H.R. Muhammad Mangundiprojo

Kehidupan 

H.R. Muhammad Mangundiprojo lahir di Sragen, Jawa Tengah, 5 Januari 1905.  Muhammad Mangundiprojo adalah cicit dari Sultan Demak, Sutodiwiryo atau Kiai Ngali Muntoha. Muhammad Mangundiprojo lulus dari OSVIA atau sekolah pegawai negeri sipil tahun 1927.  Setelah lulus, ia bekerja sebagai Pamong Praja, wakil kepala jaksa, dan asisten wedana, di Jombang, Jawa Timur.  Namun setelah Jepang menduduki Indonesia, Muhammad Mangundiprojo bergabung dalam Pembela Tanah Air (PETA) tahun 1944. Ia pun mengenyam pendidikan militer di Surabaya.


Karier Militer 

Setelah lulus dari pendidikan militer, Muhammad Mangundiprojo ditugaskan sebagai Daidancho atau Komandan Batalyon PETA di Sidoarjo, Jawa Timur.

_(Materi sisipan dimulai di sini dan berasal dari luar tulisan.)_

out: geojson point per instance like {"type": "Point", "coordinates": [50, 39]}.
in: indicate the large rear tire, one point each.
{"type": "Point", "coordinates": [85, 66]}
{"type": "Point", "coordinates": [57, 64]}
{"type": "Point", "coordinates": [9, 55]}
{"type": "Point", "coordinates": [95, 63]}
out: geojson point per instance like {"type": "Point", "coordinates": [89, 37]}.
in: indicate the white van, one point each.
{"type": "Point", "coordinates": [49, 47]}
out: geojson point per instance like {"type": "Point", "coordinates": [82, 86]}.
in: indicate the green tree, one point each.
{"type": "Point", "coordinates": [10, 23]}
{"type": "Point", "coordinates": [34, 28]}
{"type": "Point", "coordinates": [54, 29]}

Pasca kemerdekaan, seluruh anggota PETA menjadi pasukan inti Badan Keamanan Rakyat (BKR).  Kemudian ia juga menjabat sebagai bendahara BKR Jawa Timur.  Tanggal 5 Oktober 1945, BKR pun ditingkatkan fungsinya dan berubah nama menjadi Tentara Keamanan Rakyat (TKR). Operasi militer terbesar yang pernah dilalui oleh Muhammad Mangundiprojo adalah ketika pasukan Belanda (NICA) tiba di Surabaya pada 25 Oktober 1945.  Ia bersama Bung Tomo, Dul Arnowo, Abdul Wahab, dan Drg Moestopo, memimpin perlawanan terhadap pasukan Sekutu seluruh penjuru Surabaya. Setelah mengakhiri kariernya dalam dunia militer, Muhammad Mangundiprojo ditugaskan menjadi Bupati Ponorogo periode 1951 sampai 1955.  Semasa menjabat sebagai bupati ia mengamankan Madiun setelah pemberontakan PKI Muso pada 1948. 


Pertempuran Surabaya 

Sampai pada 29 Oktober 1945, pimpinan Sekutu melakukan pertemuan dengan Moh. Hatta untuk melangsungkan aksi gencatan senjata. Dari pertemuan tersebut, Muhammad Mangundiprojo diangkat oleh Jenderal Urip Sumoharjo sebagai pimpinan TKR Divisi Jawa Timur.  Masih di hari yang sama, Mangundiprojo bersama Brigadir Mallaby berkeliling Surabaya. Mereka memantau kemajuan gencatan senjata di sana. Di Jembatan Merah depan Gedung Internatio, rombongan berhenti karena melihat tentara Inggris dari kesatuan Gurkha sedang dikepung oleh para pemuda Indonesia. Melihat hal ini, Muhammad Mangundiprojo berusaha bernegosiasi. Namun Muhammad Mangundiprojo justru disandera oleh tentara Gurkha sampai terjadi bentrok senjata antara Inggris dan pemuda Surabaya. Dalam pertempuran ini Brigadir Mallaby yang tewas di dalam mobilnya yang terbakar dan meledak.  Tewasnya Mallaby ini sontak memicu kemarahan pihak Inggris. Inggris kemudian melakukan ultimatum kepada rakyat Surabaya untuk menyerahkan senjata mereka. Tentu saja ultimatum ini ditolak oleh Muhammad Mangundiprojo. Dari perbedaan pendapat inilah kemudian muncul pertempuran pada 10 November 1945.  Pertempuran ini berlangsung selama 22 hari dan menewaskan 6.315 pejuang anggota TKR.


Akhir Hidup 

Muhammad Mangundiprojo wafat di Bandar Lampung setelah diangkat menjadi Gubernur pertama Lampung.  Muhammad Mangundiprojo wafat tepatnya pada 13 Desember 1988. Ia dimakamkan di Taman Makam Pahlawan Bandar Lampung.  Atas jasa-jasanya, Presiden Joko Widodo pun menganugerahinya gelar Pahlawan Nasional Indonesia pada 7 November 2014.